Der US-Senator Chris Murphy aus Connecticut hat Alarm geschlagen über eine Transaktion, bei der VAE-Investoren angeblich geheime Zahlungen an ein Krypto-Unternehmen geleistet haben, das mit dem US-Präsidenten Donald Trump verbunden ist. Laut PANews wies Murphy darauf hin, dass vier Tage vor Trumps Amtseinführung Aryam Investment, das mit Sheikh Tahnoon bin Zayed von den VAE verbunden ist, zustimmte, einen 49%igen Anteil an World Liberty Financial, einer Krypto-Firma, die mit Trump verbunden ist, für 500 Millionen Dollar zu erwerben. Von diesem Betrag gingen etwa 187 Millionen Dollar an mit der Trump-Familie verbundene Unternehmen, und mindestens 31 Millionen Dollar wurden an mit Trumps Nahost-Gesandten Steve Witkoff verbundene Unternehmen geleitet.
Nach dieser Transaktion genehmigte die Trump-Administration den erweiterten Zugang der VAE zu fortschrittlichen US-KI-Chips, die später unter der Biden-Administration eingeschränkt wurden. Murphy beschrieb diese Aktionen als "Korruption" und "potenzielles kriminelles Verhalten" und deutete an, dass die geheime Übertragung erheblicher Mittel an Trump und die Familie seines Gesandten von der Weitergabe eingeschränkter Sicherheitstechnologie an die VAE gefolgt wurde.
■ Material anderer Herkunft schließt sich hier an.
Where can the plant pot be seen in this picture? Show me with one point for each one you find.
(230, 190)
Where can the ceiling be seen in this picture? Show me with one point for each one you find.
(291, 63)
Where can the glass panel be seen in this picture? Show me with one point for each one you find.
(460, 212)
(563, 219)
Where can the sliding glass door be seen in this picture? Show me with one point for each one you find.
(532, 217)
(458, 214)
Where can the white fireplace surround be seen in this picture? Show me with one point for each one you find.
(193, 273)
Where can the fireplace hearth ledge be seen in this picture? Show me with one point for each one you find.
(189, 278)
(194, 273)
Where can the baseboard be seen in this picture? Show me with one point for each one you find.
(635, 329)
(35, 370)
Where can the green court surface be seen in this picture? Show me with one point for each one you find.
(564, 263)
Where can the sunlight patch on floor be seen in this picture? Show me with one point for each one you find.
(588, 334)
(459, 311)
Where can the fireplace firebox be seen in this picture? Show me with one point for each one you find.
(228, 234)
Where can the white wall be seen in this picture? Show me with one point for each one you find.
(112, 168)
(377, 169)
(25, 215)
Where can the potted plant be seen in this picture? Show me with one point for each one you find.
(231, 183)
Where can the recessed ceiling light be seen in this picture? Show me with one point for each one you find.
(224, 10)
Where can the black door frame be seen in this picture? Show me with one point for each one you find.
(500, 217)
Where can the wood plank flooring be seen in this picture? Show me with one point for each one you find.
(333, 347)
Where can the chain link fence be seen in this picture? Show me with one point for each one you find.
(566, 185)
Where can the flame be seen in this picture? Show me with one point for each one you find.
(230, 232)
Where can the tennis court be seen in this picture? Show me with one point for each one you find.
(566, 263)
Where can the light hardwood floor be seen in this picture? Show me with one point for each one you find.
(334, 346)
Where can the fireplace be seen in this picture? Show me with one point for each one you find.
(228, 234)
Murphy warnte, dass, während die Rechenschaftspflicht möglicherweise verzögert werde, die Konsequenzen unvermeidlich seien, und behauptete, dass "der Rechtsstaat zurückkehrt" und diejenigen, die Macht gegen Geld "handeln", "ins Gefängnis gehen werden."
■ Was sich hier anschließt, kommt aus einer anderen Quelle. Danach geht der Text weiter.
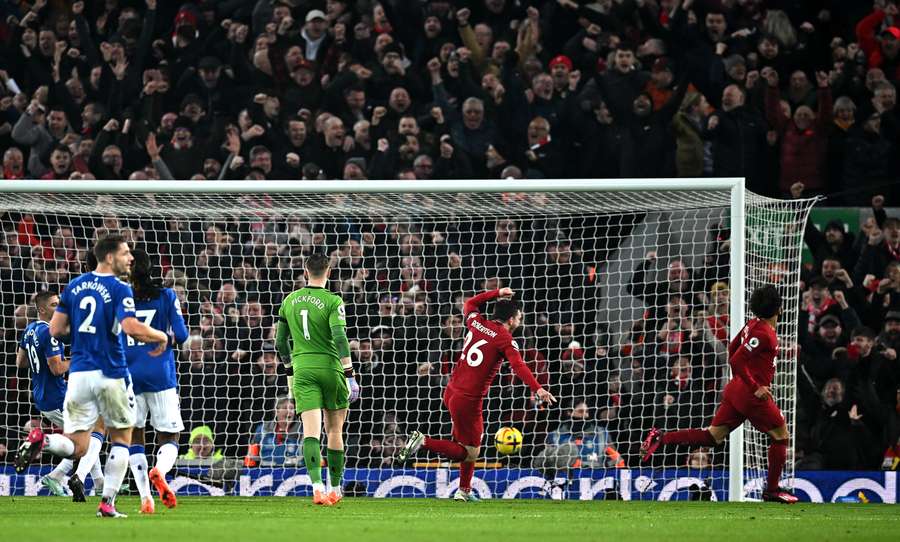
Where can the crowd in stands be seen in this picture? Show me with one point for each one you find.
(797, 97)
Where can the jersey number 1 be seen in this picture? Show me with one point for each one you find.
(304, 320)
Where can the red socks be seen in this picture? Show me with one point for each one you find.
(447, 448)
(692, 437)
(466, 470)
(777, 458)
Zuvor wurde berichtet, dass ein Vertrauter der königlichen Familie von Abu Dhabi heimlich 500 Millionen Dollar investierte, um einen 49%igen Anteil an Trumps WLFI-Unternehmen zu erwerben. Trump reagierte, indem er erklärte, er sei sich der 500 Millionen Dollar schweren Investition aus Abu Dhabi nicht bewusst und stellte fest, dass seine Söhne sich um die Angelegenheit kümmerten.